Pensions crucial for public employees

March 06, 2010

I am writing in response to Ron Smith's recent column, "Showdown over public employee benefits looming" (Feb. 26) and other misguided opinion pieces that have recently appeared in your newspaper.

In his column, Mr. Smith attempts to make a point against public employees by saying, "The average federal worker's salary is a lot higher than the average private-sector worker's (about $30,000 more, according to USA Today)" and that government workers also have far more generous retirement and health benefits.

Here in the state of Maryland, Mr. Smith may be surprised to know, state employees who take care of foster children, keep Marylanders safe, help those in need of mental health and other health care services, are grossly underpaid, have extremely high turnover rates and are coping with unprecedented and dangerous understaffing. Pension benefits help somewhat to make up for the lower pay and increasing demands of these public service positions.

In the Maryland Department of Juvenile Services for example, 36 percent of employees leave within 12 months of employment. In the Social Services Child Welfare Division, the state has yet to meet staffing standards set in 1998. One third of Parole and Probation agents hired since May, 2002 have already left state service, and each replacement costs $5,000 to train. These are people critical to protecting our neighborhoods.

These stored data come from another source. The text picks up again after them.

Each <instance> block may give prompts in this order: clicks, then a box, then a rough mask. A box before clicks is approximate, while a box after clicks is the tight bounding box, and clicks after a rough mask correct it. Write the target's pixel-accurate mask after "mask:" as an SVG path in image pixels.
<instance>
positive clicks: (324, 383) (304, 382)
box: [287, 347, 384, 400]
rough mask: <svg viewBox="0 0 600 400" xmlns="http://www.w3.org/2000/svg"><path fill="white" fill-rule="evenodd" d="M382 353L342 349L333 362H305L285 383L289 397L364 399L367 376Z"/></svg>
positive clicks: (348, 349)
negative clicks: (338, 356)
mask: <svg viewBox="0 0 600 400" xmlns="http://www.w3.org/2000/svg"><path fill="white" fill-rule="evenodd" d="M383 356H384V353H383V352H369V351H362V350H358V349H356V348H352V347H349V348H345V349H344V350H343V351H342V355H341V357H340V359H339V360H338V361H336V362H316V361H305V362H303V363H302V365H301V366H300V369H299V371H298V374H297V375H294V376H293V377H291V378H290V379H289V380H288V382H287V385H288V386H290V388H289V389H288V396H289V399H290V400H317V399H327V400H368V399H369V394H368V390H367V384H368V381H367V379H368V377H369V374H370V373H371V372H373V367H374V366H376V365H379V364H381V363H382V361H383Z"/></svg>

Mr. Smith also asserts that, "Public employees, such as teachers, enjoy defined benefit pension plans, ones that promise specific payments to a retiree, usually tied to a percentage of that person's final salary. Because of mounting costs, defined pension plans have become a rarity in the private sector over the last couple of decades."

In fact, while the media often focuses on the handful of public employees who receive inflated retirement benefits (although usually nothing compared to extreme private sector bonuses and retirement packages), those examples are exceptions. The average pension for a retired public employee in the U.S. is about $20,000. The biggest mistake for policymakers would be to cut benefits for all retirees in response to news stories about a few outliers.

Further, according to the National Institute on Retirement Security (NIRS), each dollar in taxpayer contributions to Maryland's state and local pension plans ultimately supports $6 in total economic activity in the state. This reflects the fact that investment returns provide the bulk of financing for the retirement benefits that in turn provide income and jobs for others in the state. NIRS estimates that retiree expenditures stemming from state and local pension plan benefits support over 21,000 jobs in the state. ("Pensionomics: Measuring the Economic Impact of State and Local Pension Plans," National Institute on Retirement Security, February 2009.)

Over the last several years we have seen a sharp decline in the savings among the middle and working class in America as their 401-k accounts were brutalized by irresponsible players on Wall Street. The private sector has put the burden on the public while they took guaranteed pensions away from their employees and forced them into 401-k programs that are subjected to the bandits on Wall Street, leaving the taxpayers to clean up the mess.

Our state employees deserve better from the likes of Mr. Smith. They deserve to receive the pensions they have contributed to and earned, without having to constantly fight for them and continually justify them. Let's save that for Wall Street bandits.

Patrick Moran, Annapolis

The writer is director of the American Federation of State, County and Municipal Employees Maryland.